Sweating the Small Stuff

It has been widely reported that Trump, in response to policy concerns expressed by members of the Freedom Caucus, told them not to worry about “little sh__” and to focus on the big picture.  It is safe to assume that the big picture is Trump’s image as the supreme maker of deals and his approval ratings.

That is the problem with Trump in a nutshell.  He doesn’t care about the American people and whether they can afford health insurance.  He doesn’t even care about his own party.  The only thing that motivates him is the desire to be viewed as “the man.”

FTT #25

To the NYT:  Stop calling me an erratic autocrat, or I’ll change the libel laws and really kick your butt!

FTT #24

Crooked New York Times keeps portraying me as a narcissistic, ignorant, bumbling autocrat.  I’m not an autocrat.  Sad!

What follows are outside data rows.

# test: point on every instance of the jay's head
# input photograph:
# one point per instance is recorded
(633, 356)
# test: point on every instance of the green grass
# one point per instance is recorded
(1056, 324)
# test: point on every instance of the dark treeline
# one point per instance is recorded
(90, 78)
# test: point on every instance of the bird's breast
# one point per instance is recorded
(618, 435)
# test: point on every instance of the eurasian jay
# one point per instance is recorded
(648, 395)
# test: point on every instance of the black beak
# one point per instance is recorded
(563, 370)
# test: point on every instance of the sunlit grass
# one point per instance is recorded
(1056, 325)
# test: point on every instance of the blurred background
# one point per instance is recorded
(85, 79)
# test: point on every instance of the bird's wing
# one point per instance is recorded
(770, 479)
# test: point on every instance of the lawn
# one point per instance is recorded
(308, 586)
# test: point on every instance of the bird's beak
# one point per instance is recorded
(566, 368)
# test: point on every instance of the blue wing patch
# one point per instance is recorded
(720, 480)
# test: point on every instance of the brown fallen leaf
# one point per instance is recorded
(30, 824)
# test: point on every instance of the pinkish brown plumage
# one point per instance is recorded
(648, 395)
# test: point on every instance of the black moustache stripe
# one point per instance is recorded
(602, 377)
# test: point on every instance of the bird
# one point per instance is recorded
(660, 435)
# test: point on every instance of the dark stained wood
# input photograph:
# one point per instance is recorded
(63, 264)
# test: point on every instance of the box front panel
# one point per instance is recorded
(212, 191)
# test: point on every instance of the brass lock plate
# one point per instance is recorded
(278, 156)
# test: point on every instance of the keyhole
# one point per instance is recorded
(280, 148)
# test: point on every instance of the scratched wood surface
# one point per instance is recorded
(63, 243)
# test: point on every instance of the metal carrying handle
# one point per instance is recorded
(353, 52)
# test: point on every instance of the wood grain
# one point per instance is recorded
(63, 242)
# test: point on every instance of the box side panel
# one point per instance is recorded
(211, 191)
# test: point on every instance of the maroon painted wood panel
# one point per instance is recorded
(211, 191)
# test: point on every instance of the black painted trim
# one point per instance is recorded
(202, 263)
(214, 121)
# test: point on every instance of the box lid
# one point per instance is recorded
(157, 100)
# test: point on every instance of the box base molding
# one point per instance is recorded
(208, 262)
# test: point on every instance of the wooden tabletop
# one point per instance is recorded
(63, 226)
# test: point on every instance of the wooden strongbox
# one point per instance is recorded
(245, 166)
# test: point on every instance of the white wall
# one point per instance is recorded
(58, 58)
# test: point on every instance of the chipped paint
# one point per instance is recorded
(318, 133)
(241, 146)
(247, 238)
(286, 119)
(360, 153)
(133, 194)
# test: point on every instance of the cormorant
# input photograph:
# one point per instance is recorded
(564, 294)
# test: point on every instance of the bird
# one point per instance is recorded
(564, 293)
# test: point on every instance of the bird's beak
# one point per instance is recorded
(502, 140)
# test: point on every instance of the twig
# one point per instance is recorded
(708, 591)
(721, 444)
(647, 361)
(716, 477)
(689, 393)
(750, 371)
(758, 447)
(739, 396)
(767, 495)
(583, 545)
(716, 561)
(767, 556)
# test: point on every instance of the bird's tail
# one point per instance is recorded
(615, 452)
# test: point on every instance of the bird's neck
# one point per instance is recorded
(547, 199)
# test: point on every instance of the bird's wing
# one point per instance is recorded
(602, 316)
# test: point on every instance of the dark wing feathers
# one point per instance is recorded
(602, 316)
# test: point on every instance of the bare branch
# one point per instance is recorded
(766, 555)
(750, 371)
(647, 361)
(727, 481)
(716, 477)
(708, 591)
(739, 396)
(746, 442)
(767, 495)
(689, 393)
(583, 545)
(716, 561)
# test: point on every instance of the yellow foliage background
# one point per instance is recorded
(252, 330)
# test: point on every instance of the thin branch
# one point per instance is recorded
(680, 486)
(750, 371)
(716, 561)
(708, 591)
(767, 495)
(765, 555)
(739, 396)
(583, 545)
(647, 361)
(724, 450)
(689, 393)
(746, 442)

On Trump’s Unconventional Conventional Foreign Policy

One of the principal questions about the new administration is whether its foreign policy would be completely unconventional, or conventional in an erratic, blustery, and militaristic way.  It’s early days, but thus far, the answer mostly is (b), except that Trump appears to want the worst of all possible worlds by alienating our allies and undermining confidence in our willingness to lead.

Perhaps we will learn more after the Xi visit.  Hope he likes to play golf.

On the GOP, ACHA, and the Crisis to Come

The Republicans had a field day with their cynical and opportunistic attacks on the ACA during the Obama Administration.  Knowing perfectly well that their plan, to the extent they had one, was to cut costs by making insurance on the exchanges less valuable and less affordable, they exploited complaints from the public that the deductibles and co-pays were too high.  Once in power, they wrote legislation that made no sense except as a redistribution of wealth from the poor to the rich. It turned into a fiasco.

If you think that was bad, you ain’t seen nothing yet.  Wait until we have another financial crisis.

Obama won the 2008 election largely because the electorate correctly perceived that tax cuts for the wealthy and deregulation, the GOP’s perennial favorite option, were not a viable solution to the crash.  The GOP responded by creating a bizarro alternative narrative of the crash in which financial institutions were blameless, and the government was at fault by doing too much to encourage poor people to buy homes.  Consistent with that (and their own interests), the Republicans want to get rid of Dodd-Frank and unleash the banks again, while all the while insisting that there must be no more bailouts.

If we have another crisis, the survival instincts of the self-styled “King of Debt” will probably send him in the correct direction, but his party is another matter. The GOP, on the whole, is the party of gold bugs, high interest rates, and no bailouts.  Calvin Coolidge and Andrew Mellon are their role models, not FDR and Obama.  How could Trump get a new version of TARP through the system?

It will be a complete nightmare.

A Limerick on the Battle to Come

So the GOP turns now to tax.

And their leaders play loose with the facts.

Will their bill help the rich?

If it does, that’s a bitch.

I don’t think they can cover their tracks.

On Trump, Thatcher, and the Miners

In the UK, coal miners are left-wing icons:  a band of working class brothers martyred on the cross of uncaring capitalism during the 1980’s.  In America in 2017, they are the vanguard of the Trump right-wing counterrevolution, to the point that Trump is willing to isolate the country diplomatically, endanger the health of its citizens, and forfeit the more numerous jobs of less visible people working in clean industry to protect their interests.

How can this be?  How can we account for such a vast difference?

There are two explanations:

  1.  Thatcher wasn’t concerned about the environment; her motivations were political and financial.  As a result, the battle with the miners looked like class warfare.  In 2017 America, the miners have already lost the war to market forces, but the GOP has convinced them that their real enemy is environmental regulations, not the market or their bosses.
  2.  Miners tend to be cultural conservatives in this country.  The culture war is a far less prominent factor in politics in the UK than it is here.